There are many reasons to enjoy a Renaissance Faire. The costumes are amazing, the food is pretty good (my favorite is a BBQ’d turkey leg!), interesting events such as jousts and jugglers, jokers and magicians. Oh, and for those so inclined, there are craft shops and kids activities, too!
Just about 100 yards inside the entrance to the Faire about a month ago, a large, rather scary looking man was standing there with an axe and a wheel that you could spin. There were various things on the wheel and if you spun the wheel and if it landed on “Tar and Feathers”, well, that was your “sentence”. My 7-year old grand daughter, decked out in a costumer and probably not realizing what was up, boldly (as is her nature!) walked up to the man to see what was going on. He invited her to spin the wheel and she give it a big tug and it spun around and around. It landed on “water torture”.
The man walked over and picked up a bucket with water and asked her (very friendly-like) if she was ready. At that moment, she turned and looked at her dad and I got this picture. It was a moment of pure childish innocence and bewilderment with a tinge of delight.
As it turns out, he didn’t throw the bucket of water on her (though it might have felt good as it was a warm day!), but just pulled out a spray bottle and spritzed her a bit. She was relieved! And so, I think, was her dad and little sis!!!!
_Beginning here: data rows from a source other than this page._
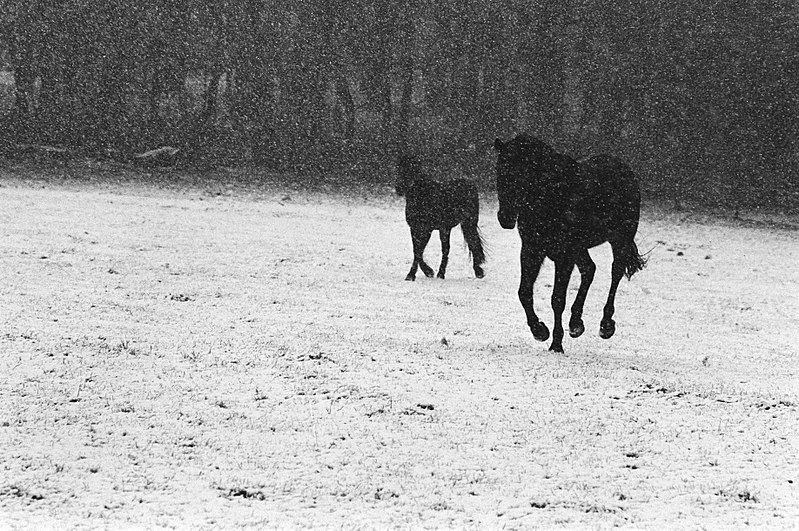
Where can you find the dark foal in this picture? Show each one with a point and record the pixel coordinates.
(430, 206)
(563, 208)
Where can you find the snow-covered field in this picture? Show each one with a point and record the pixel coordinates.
(193, 360)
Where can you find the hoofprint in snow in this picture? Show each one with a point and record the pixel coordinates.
(185, 359)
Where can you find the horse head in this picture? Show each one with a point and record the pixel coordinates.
(517, 160)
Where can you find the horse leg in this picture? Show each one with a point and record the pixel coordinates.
(608, 326)
(471, 233)
(443, 234)
(531, 263)
(587, 269)
(563, 271)
(419, 236)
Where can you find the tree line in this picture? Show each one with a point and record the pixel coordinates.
(699, 97)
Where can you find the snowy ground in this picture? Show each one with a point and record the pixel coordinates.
(194, 360)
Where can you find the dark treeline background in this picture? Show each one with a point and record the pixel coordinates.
(699, 97)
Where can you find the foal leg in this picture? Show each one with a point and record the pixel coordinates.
(608, 326)
(531, 263)
(419, 237)
(563, 271)
(443, 233)
(587, 269)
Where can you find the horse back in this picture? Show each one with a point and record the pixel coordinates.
(436, 204)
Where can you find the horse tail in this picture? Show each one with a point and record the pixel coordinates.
(474, 241)
(633, 260)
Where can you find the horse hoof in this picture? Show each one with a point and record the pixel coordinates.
(540, 331)
(576, 328)
(607, 329)
(556, 348)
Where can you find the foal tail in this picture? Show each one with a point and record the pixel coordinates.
(633, 261)
(475, 241)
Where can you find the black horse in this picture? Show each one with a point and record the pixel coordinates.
(563, 208)
(430, 206)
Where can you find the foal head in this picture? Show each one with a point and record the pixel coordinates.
(517, 160)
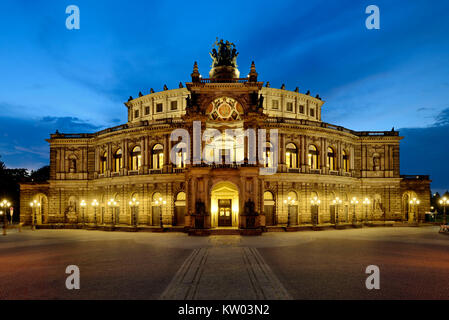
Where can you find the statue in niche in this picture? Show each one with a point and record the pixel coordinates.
(376, 162)
(226, 55)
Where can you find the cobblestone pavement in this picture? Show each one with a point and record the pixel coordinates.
(413, 262)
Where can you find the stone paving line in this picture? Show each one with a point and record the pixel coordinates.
(230, 273)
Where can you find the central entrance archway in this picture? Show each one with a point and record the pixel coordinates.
(224, 205)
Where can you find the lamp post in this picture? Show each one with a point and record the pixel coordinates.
(354, 202)
(159, 203)
(289, 202)
(95, 205)
(415, 202)
(337, 201)
(83, 205)
(134, 204)
(113, 204)
(315, 203)
(2, 212)
(4, 204)
(34, 206)
(366, 202)
(444, 202)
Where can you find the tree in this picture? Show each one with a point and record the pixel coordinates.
(10, 180)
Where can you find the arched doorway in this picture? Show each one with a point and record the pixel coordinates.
(314, 208)
(180, 209)
(332, 208)
(292, 201)
(42, 210)
(407, 211)
(268, 208)
(156, 209)
(224, 205)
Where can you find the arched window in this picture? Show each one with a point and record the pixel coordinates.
(269, 208)
(158, 156)
(181, 155)
(345, 161)
(136, 158)
(268, 156)
(313, 157)
(72, 163)
(291, 156)
(331, 163)
(103, 162)
(117, 160)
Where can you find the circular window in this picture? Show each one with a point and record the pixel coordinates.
(224, 109)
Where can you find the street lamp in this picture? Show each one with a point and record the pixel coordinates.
(159, 203)
(337, 201)
(366, 202)
(4, 204)
(290, 202)
(354, 202)
(95, 205)
(444, 202)
(113, 204)
(134, 204)
(83, 205)
(315, 203)
(415, 202)
(34, 207)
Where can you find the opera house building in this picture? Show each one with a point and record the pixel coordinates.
(224, 152)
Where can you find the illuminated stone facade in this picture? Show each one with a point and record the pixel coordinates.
(320, 167)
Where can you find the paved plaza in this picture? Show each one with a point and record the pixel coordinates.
(413, 262)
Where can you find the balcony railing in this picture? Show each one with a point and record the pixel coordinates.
(415, 177)
(236, 80)
(311, 123)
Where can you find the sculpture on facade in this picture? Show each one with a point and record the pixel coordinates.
(226, 55)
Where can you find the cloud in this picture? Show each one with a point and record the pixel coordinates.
(425, 151)
(23, 143)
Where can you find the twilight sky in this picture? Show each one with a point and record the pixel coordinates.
(77, 80)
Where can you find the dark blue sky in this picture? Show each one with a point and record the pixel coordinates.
(77, 81)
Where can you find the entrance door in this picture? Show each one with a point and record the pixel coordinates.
(224, 212)
(179, 215)
(314, 209)
(156, 216)
(293, 214)
(332, 209)
(269, 215)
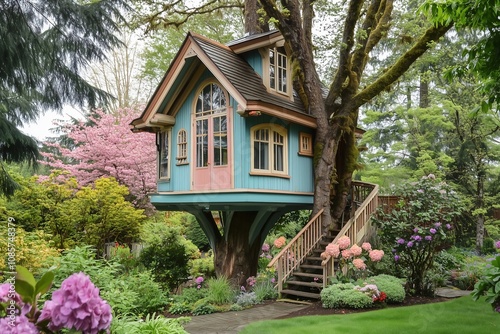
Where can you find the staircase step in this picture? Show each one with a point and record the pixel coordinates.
(310, 275)
(310, 266)
(309, 295)
(308, 284)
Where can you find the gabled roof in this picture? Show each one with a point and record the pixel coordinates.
(231, 70)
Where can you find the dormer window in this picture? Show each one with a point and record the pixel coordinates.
(278, 70)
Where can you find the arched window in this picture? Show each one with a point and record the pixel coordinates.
(163, 144)
(269, 149)
(182, 147)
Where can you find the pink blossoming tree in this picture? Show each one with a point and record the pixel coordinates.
(105, 146)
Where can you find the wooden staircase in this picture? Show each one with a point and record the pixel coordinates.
(302, 273)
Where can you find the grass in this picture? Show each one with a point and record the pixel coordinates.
(461, 315)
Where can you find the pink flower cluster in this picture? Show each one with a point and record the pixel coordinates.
(341, 247)
(77, 305)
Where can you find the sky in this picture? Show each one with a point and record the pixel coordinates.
(41, 128)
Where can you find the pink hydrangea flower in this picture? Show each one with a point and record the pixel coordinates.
(332, 250)
(344, 242)
(356, 250)
(21, 325)
(346, 254)
(359, 264)
(77, 305)
(376, 255)
(366, 246)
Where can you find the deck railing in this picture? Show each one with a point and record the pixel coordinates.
(358, 225)
(293, 254)
(364, 196)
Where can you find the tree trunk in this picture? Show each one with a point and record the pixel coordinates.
(480, 216)
(235, 258)
(253, 24)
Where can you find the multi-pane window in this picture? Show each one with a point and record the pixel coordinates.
(182, 147)
(305, 144)
(278, 70)
(164, 154)
(211, 126)
(269, 149)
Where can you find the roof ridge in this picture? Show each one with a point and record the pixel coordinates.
(208, 40)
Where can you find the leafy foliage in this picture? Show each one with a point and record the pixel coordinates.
(489, 285)
(45, 45)
(392, 286)
(167, 254)
(105, 147)
(344, 295)
(419, 227)
(220, 291)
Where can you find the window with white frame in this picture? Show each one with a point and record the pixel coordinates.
(269, 149)
(305, 144)
(163, 143)
(182, 147)
(278, 70)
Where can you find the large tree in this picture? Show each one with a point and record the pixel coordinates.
(44, 45)
(365, 25)
(104, 146)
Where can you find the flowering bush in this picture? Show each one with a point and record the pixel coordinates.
(352, 259)
(419, 227)
(75, 306)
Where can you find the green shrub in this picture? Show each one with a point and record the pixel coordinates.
(220, 291)
(152, 324)
(245, 299)
(167, 259)
(344, 295)
(203, 266)
(392, 286)
(203, 307)
(264, 290)
(489, 285)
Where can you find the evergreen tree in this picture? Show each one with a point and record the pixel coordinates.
(44, 46)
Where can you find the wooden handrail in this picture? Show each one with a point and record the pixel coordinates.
(356, 227)
(293, 254)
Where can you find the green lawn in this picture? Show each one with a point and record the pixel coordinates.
(457, 316)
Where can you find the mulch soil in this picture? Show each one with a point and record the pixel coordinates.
(316, 308)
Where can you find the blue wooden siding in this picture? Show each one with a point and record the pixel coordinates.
(300, 168)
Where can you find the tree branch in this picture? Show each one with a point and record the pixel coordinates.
(401, 66)
(346, 47)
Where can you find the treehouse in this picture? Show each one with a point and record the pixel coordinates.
(233, 138)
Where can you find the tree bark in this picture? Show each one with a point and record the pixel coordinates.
(235, 258)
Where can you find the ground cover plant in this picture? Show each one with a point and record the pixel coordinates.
(461, 315)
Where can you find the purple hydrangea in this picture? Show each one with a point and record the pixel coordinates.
(20, 325)
(265, 247)
(77, 305)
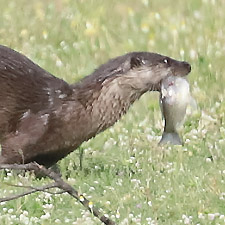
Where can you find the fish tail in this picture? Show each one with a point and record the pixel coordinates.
(171, 138)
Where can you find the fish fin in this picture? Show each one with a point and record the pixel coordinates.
(170, 138)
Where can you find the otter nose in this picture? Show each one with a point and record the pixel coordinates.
(188, 66)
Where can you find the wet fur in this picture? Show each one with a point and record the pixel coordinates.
(43, 119)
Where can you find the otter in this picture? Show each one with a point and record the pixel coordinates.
(43, 118)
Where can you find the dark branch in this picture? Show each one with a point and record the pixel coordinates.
(36, 189)
(60, 184)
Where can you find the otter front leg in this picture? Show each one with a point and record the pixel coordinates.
(17, 146)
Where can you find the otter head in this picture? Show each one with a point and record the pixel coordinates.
(144, 71)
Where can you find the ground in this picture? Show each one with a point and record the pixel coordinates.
(124, 171)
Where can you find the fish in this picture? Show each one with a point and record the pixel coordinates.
(174, 99)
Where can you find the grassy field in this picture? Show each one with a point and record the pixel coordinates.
(125, 172)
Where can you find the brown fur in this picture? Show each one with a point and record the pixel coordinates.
(43, 119)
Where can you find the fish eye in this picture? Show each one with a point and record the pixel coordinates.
(143, 61)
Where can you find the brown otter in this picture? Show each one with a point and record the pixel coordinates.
(43, 119)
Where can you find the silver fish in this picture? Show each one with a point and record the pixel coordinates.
(174, 98)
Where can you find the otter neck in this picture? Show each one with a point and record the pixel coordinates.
(105, 104)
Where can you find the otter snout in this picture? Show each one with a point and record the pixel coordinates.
(187, 66)
(181, 68)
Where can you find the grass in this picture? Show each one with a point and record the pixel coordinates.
(124, 171)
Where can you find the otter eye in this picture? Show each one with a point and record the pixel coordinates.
(165, 61)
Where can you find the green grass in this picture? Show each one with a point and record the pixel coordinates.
(124, 171)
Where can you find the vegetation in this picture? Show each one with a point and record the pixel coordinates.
(124, 171)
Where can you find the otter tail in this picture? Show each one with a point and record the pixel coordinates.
(171, 138)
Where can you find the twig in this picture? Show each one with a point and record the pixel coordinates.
(36, 189)
(62, 185)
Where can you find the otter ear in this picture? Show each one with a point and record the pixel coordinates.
(135, 62)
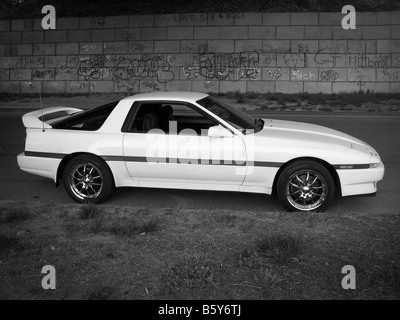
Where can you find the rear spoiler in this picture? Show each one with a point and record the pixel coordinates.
(37, 118)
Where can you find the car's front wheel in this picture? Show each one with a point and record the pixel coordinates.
(305, 186)
(87, 178)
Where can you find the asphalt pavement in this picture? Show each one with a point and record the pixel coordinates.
(382, 132)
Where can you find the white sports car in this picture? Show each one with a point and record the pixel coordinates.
(188, 140)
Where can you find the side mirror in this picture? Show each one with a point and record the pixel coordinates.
(219, 132)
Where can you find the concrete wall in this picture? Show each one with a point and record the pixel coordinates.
(246, 52)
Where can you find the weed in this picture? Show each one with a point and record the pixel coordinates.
(150, 225)
(124, 227)
(101, 293)
(250, 258)
(7, 242)
(280, 247)
(89, 211)
(11, 213)
(194, 272)
(227, 219)
(391, 274)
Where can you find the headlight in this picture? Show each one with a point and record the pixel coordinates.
(375, 165)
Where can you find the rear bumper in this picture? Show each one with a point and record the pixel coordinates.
(360, 181)
(44, 167)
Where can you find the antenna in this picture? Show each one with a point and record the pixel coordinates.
(29, 84)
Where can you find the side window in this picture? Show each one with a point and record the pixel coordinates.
(90, 120)
(171, 118)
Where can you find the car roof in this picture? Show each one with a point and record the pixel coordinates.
(168, 96)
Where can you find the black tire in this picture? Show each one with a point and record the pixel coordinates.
(305, 186)
(87, 179)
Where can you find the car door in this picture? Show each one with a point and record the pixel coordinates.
(179, 153)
Enjoy your Memorial Day weekend!!!!
ON THIS DAY IN HISTORY: Heavy fog caused a collision of boats on the St. Lawrence River in Canada that killed 1,073 people on this day in 1914. Caused by a horrible series of blunders, this was one of the worst maritime disasters in history.
The Empress of Ireland left Quebec on May 28 with 1,057 passengers and 420 crew members on board. At 2:00 a.m. the following morning, the Empress was near Father Point on the St. Lawrence River when thick fog rolled in. A Norwegian coal freighter, the Storstad, was approaching as visibility was reduced to nearly nothing.
Although each ship was aware of the other, the Storstad failed to follow standard procedures for fog conditions, which call for stopping when visibility is drastically reduced. The Storstad only slowed, while the Empress came to a complete stop. The Storstad hit the Empress mid-ship and sliced through its hull. Captain Thomas Anderson of the Storstad made matters even worse by failing to reverse engines after the crash. He proceeded directly ahead, crushing many people on board and turning the Empress over onto its side. Anderson later told investigators he had feared reversing would have allowed water to rush into the hole.
This was a colossal error. The Empress sank in just 14 minutes, taking the great majority of its passengers with it. Only 217 passengers and 248 crew members survived the collision. The subsequent investigation placed most of the blame on Captain Anderson, but found the Empress had also ignored some critical precautions that would have saved many lives. Because of the risk of collision, the Empress should have sealed its watertight doors, which would have minimized damage from a crash; it did not.
TRIVIA FOR TODAY: The country whose people eat the most chocolate is Switzerland, with 22 pounds eaten per person each year. Australia and Ireland follow with 20 pounds and 19 pounds per person, respectively. The United States comes in at 11th place, with approximately 12 pounds of chocolate eaten by each person every year.